Singleton service fails to start after repetitive cluster split with
"Failed to reach quorum of 1"
--------------------------------------------------------------------------------------------------
Key: WFLY-4748
URL:
https://issues.jboss.org/browse/WFLY-4748
Project: WildFly
Issue Type: Bug
Components: Clustering
Affects Versions: 9.0.0.CR1, 10.0.0.Alpha2
Reporter: Tomas Hofman
Assignee: Paul Ferraro
Fix For: 10.0.0.Alpha6
When cluster of two nodes with deployed singleton service (f.i. cluster-ha-singleton
quickstart app) splits, merges, and splits again, one of the nodes fails to run the
singleton service with error message "WFLYCLSV0006: Failed to reach *quorum of 1* for
jboss.quickstart.ha.singleton.default2 service. No singleton master will be elected."
- note the "quorum of 1".
This only happens after the second and other successive splits. After the first split
both nodes execute the service correctly.

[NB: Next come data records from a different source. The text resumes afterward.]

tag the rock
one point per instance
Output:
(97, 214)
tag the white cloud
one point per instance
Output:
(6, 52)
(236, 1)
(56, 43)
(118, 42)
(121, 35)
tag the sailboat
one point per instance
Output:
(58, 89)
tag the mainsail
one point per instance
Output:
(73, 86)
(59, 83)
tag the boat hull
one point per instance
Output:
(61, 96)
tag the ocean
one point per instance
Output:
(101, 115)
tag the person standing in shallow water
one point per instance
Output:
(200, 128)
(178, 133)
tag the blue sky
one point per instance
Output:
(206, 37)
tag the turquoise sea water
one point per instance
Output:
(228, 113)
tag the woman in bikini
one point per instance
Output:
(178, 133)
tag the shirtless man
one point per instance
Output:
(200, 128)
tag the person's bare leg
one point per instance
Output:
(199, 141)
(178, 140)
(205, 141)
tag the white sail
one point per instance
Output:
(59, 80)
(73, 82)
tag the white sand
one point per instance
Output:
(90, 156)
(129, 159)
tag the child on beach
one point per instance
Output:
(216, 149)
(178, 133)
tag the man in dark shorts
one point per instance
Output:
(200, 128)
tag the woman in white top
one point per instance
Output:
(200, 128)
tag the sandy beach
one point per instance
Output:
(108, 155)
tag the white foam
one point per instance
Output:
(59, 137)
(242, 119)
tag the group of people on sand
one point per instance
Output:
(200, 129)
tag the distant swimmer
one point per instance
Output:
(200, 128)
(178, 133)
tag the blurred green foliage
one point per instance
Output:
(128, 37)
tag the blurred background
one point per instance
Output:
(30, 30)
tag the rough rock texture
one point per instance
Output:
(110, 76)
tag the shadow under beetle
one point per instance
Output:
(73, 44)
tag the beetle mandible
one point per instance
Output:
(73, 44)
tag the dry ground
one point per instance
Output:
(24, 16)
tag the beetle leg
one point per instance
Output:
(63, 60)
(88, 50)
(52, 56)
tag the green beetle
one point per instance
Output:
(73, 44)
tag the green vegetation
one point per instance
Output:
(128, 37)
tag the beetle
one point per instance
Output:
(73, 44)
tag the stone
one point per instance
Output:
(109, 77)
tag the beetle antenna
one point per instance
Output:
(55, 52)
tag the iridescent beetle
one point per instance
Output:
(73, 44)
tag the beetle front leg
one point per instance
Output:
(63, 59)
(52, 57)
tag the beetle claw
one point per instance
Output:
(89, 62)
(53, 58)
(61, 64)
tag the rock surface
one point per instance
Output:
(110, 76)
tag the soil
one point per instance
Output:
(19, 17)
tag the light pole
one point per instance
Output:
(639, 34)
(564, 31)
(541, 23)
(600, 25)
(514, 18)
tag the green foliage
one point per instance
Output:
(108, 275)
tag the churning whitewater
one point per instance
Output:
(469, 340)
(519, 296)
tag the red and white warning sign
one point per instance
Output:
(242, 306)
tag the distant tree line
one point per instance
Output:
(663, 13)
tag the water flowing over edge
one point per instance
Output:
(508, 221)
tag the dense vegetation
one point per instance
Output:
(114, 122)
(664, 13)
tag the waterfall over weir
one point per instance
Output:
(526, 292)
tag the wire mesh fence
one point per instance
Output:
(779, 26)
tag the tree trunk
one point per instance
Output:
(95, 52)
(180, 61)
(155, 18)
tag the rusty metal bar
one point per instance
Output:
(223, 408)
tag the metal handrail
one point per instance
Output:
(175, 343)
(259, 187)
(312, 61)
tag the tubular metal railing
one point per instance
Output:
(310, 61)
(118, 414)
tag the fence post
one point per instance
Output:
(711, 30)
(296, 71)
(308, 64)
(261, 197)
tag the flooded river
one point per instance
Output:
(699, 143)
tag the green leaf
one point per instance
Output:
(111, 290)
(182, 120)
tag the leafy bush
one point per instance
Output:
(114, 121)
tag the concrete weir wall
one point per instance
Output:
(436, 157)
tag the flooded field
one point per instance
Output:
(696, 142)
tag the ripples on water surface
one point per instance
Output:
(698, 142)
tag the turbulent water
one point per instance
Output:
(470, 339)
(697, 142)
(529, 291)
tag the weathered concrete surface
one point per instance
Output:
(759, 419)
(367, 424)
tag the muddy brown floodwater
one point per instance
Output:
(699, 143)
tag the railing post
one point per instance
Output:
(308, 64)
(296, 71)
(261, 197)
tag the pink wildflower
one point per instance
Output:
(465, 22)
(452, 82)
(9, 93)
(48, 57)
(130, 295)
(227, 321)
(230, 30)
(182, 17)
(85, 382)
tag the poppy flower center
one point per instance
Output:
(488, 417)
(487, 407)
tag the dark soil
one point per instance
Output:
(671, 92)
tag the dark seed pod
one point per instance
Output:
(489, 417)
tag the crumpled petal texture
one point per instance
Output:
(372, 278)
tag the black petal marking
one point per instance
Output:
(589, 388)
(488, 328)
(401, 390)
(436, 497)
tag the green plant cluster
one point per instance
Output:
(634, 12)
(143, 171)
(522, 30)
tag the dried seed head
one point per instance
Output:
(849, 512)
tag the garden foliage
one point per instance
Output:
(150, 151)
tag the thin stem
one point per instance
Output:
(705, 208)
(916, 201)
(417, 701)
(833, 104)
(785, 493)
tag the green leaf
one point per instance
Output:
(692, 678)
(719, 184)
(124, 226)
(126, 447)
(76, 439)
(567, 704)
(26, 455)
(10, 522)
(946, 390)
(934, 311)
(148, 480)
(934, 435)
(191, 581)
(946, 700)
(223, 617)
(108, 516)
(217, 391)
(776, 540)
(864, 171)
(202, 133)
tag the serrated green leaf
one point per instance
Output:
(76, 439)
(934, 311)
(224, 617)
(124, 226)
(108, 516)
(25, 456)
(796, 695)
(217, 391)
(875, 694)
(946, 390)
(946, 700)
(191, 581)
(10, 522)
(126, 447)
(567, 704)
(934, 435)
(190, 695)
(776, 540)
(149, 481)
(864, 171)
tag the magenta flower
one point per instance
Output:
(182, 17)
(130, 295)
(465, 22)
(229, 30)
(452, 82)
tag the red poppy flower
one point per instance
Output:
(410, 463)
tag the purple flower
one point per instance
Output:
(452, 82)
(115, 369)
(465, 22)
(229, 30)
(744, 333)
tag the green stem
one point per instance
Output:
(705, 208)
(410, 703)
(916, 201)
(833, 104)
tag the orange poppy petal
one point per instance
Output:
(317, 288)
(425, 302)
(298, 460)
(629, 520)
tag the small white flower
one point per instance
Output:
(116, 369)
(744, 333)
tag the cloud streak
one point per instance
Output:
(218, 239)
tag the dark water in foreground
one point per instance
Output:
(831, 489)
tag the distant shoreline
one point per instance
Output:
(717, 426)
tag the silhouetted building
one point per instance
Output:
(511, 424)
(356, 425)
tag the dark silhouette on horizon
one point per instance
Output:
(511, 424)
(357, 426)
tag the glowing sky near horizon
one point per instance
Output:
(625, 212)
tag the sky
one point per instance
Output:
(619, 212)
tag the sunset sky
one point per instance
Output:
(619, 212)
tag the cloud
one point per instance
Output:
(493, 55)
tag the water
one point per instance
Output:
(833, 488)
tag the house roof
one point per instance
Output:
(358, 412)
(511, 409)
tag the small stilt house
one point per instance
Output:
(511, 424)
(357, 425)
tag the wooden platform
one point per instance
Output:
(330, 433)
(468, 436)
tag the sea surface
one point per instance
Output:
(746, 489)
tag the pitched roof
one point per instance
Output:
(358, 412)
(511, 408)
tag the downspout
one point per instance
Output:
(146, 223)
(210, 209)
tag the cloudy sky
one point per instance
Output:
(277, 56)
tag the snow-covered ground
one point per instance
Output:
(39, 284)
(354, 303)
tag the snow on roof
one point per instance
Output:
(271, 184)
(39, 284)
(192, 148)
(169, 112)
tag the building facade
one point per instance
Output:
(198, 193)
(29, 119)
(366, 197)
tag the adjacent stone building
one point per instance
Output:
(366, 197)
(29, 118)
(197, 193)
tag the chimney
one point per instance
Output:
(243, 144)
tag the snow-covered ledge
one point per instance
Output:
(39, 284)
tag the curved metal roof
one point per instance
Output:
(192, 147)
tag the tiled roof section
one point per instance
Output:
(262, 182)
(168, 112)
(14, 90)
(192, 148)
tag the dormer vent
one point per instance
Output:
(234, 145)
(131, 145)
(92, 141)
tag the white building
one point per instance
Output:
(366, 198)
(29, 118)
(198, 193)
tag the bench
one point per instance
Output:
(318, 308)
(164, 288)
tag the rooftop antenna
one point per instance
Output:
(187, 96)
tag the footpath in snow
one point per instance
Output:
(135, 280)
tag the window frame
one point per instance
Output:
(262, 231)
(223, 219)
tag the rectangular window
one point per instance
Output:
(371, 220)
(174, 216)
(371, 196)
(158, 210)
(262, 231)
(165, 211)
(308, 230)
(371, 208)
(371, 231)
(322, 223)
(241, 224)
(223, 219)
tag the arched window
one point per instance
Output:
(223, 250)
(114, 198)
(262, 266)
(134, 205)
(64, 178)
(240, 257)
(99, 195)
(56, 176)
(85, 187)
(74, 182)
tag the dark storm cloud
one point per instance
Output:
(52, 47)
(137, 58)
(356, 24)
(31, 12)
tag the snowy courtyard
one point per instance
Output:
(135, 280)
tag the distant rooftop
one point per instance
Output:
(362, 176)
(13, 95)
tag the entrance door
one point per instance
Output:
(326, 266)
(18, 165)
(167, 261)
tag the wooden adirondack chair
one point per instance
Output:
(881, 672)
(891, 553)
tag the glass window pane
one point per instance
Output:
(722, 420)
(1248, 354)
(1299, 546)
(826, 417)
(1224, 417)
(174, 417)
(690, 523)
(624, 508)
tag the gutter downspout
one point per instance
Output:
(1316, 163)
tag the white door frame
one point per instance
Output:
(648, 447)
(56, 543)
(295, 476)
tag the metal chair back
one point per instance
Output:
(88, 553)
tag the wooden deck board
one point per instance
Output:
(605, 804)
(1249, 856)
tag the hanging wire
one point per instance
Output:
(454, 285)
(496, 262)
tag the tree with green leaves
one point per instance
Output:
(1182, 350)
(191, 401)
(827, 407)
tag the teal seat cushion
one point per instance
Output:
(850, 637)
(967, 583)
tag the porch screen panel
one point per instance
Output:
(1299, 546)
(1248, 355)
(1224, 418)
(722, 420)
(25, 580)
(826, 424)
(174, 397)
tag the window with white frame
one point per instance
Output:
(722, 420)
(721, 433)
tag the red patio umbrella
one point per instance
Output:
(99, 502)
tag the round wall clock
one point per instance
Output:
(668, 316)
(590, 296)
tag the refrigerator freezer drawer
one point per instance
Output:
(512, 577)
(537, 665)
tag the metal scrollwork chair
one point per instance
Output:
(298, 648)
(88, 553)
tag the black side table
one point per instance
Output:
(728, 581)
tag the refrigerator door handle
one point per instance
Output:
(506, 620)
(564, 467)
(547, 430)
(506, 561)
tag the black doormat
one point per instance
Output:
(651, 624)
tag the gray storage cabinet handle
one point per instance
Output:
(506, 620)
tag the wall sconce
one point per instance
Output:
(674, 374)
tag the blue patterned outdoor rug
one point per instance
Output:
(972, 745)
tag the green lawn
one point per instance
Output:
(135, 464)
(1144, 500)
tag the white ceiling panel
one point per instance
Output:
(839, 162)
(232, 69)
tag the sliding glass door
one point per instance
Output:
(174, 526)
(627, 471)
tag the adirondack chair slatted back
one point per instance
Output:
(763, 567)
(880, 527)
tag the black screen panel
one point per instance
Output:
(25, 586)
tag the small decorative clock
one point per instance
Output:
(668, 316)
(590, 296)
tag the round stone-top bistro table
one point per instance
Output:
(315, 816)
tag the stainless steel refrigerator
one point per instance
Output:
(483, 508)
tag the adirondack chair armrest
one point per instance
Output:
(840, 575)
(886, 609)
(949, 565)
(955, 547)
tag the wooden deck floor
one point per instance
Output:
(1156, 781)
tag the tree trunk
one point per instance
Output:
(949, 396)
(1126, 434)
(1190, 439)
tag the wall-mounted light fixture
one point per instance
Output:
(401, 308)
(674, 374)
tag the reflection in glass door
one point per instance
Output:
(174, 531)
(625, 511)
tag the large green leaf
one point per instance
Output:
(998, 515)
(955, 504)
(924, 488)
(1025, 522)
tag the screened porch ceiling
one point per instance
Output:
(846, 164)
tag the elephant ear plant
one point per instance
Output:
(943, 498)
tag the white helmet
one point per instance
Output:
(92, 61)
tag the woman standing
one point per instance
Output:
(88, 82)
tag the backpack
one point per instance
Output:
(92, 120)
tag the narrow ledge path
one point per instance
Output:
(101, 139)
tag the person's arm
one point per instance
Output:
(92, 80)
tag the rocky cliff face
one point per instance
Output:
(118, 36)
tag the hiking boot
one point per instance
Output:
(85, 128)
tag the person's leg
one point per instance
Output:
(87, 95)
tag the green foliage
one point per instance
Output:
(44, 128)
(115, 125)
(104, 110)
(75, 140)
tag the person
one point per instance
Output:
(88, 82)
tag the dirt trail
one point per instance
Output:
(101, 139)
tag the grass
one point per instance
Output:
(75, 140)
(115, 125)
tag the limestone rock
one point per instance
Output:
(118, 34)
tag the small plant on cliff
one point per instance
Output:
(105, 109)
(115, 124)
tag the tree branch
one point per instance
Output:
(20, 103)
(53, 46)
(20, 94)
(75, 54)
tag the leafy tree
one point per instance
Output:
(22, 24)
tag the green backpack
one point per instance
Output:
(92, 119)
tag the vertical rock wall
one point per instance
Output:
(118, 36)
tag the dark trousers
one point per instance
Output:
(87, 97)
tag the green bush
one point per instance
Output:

After analysis, it appears that nodes are never being added back to service providers
cache upon cluster merge, because
CacheServiceProviderRegistrationFactory#membershipChanged() is never called with
'merged' attribute set to 'true'.
I presume that call should come from ChannelCommandDispatcherFactory#viewAccepted():
{code}
public void viewAccepted(View view) {
// ...
for (Listener listener: this.listeners) {
listener.membershipChanged(oldNodes, newNodes, view instanceof MergeView);
}
}
{code}
This method gets called, but the problem is that the 'listeners' list is empty,
so no listener is actually notified.